Maar de voorbije maanden waren anders. Het was een intrinsieke bezorgdheid. Een voorvoelen en een besef van wat er aan het gebeuren was, en de vrees dat ik niet kon doen wat moest. We waren mensen in kwetsbare en hopeloze situaties massaal in de steek aan het laten.

De meldingen over seksueel misbruik piekten.

De Pauw: Elke vrouw heeft graag gelijk, maar hierover had ik liever geen gelijk gekregen. Europol spreekt over tien keer meer onderschepte beelden van seksueel misbruik van kinderen. ‘Kinderporno’ in de volksmond. Gemiddeld kwamen er bij ons drie keer meer meldingen binnen. Dat betekent dat de realiteit nog erger is. De redenen liggen voor de hand. Kinderen en jongeren waren meer online want er was niets anders en er was minder controle. We wisten dat mensen met slechte bedoelingen op fora tegen elkaar zeiden: ‘We hebben nieuw materiaal nodig.’ Dat wil zeggen: kinderen van vlees en bloed die verkracht worden en waarvan de meest walgelijke foto’s uitgewisseld worden. Wat wij te zien kregen, was gruwelijk. Heel jong, heel gewelddadig. Dat moet met wortel en al uitgeroeid worden.

Hebben we de meest kwetsbaren aan hun lot overgelaten?

De Pauw: Tijdens de eerste lockdown heeft men dat gewoon afgekapt: ‘Dit kunnen we er niet bij nemen.’ Situaties zijn ontaard. Drugs, alcohol, mishandeling, agressie stoppen niet als mensen thuis zitten. Mijn onrust werd met de dag groter. Ik wist dat het gebeurde. In een straal van twee kilometer rondom mij wist ik dat we kinderen, vrouwen, jongeren, opsloten in hun kot met hun beulen.

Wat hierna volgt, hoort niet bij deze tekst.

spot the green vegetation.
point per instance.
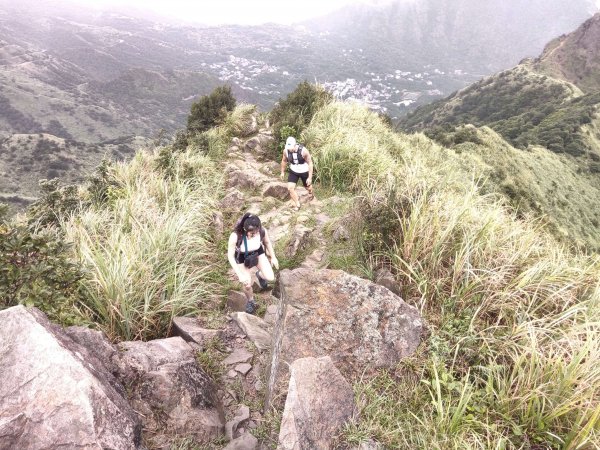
(524, 107)
(147, 246)
(210, 110)
(510, 361)
(292, 114)
(37, 269)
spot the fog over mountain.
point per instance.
(77, 77)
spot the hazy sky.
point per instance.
(234, 11)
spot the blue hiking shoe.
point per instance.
(251, 307)
(261, 281)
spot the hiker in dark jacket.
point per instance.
(301, 168)
(247, 251)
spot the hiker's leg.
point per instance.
(266, 271)
(310, 190)
(247, 288)
(307, 186)
(293, 195)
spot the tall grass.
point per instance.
(148, 247)
(511, 357)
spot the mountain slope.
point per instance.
(574, 57)
(527, 106)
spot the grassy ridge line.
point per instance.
(539, 182)
(148, 247)
(514, 320)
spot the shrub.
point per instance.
(210, 110)
(37, 269)
(55, 201)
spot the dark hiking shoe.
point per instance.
(251, 307)
(261, 281)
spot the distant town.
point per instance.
(389, 93)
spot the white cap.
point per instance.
(290, 143)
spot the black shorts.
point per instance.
(240, 256)
(293, 177)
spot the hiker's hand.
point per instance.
(245, 279)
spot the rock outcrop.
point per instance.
(318, 403)
(56, 394)
(354, 321)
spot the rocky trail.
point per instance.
(278, 379)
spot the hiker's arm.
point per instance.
(283, 164)
(308, 159)
(269, 250)
(231, 258)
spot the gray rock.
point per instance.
(171, 392)
(236, 301)
(243, 368)
(359, 324)
(55, 393)
(369, 445)
(189, 329)
(239, 355)
(386, 278)
(318, 402)
(252, 145)
(248, 178)
(217, 225)
(244, 442)
(341, 233)
(249, 126)
(233, 201)
(255, 328)
(271, 315)
(298, 240)
(241, 415)
(96, 343)
(277, 190)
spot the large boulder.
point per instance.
(172, 393)
(356, 322)
(54, 393)
(318, 403)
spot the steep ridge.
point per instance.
(574, 57)
(300, 241)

Het nieuws had het alleen over corona, op scholen kon je niet terecht en sportclubs waren dicht. Het beleid redeneerde vanuit het ideale gezin. Mama, papa, twee kinderen, huis en tuin, terwijl een groot deel van de bevolking niet in dat scenario past. Er is veel te weinig vanuit kinderen en jongeren gedacht. Dat is nu beter.

Een Atlas noemt ze zichzelf. De neiging om de problemen van de wereld op haar schouders te torsen kan ze niet anders omschrijven dan aangeboren. Onrecht, onrechtvaardigheid, ze heeft het nooit verdragen. Maar als kind uit een beschermd – overbeschermd, zegt ze zelf – middenstandsmilieu raakte ze op wonderlijke wijze gefascineerd door de andere kant van het geregelde leven dat ze kende.

De Pauw: Ik was tien en bezocht voor een spreekbeurt De Nieuwe Wandeling, de gevangenis van Gent. Ik wilde doorgronden waarom een mens een misdaad pleegt. Mijn verstand zei dat het beter was om economie te studeren, maar mijn vader maande me aan mijn hart te volgen. Dus werd ik criminologe. Men keek daar een beetje op neer, als het afvalbakje van de rechtenstudie. Maar ik had een duidelijke ambitie: ik wilde bij de politie.

Dat is niet gelukt?

De Pauw: Ik heb het examen afgelegd. Ik was geslaagd, behalve voor de laatste test: de geijkte meting. Ik was een centimeter te klein. ‘ Afgekeurt wegens grote’, noteerde de Franstalige kolonel op mijn examenblad. Hij raadde me aan naar de kinesist te gaan om me te laten uitrekken. Ik heb geantwoord: ‘Als de rijkswacht liever grote dommeriken heeft dan kleine slimmeriken, dan is het goed voor mij’, en ben vertrokken.

Zonder spijt?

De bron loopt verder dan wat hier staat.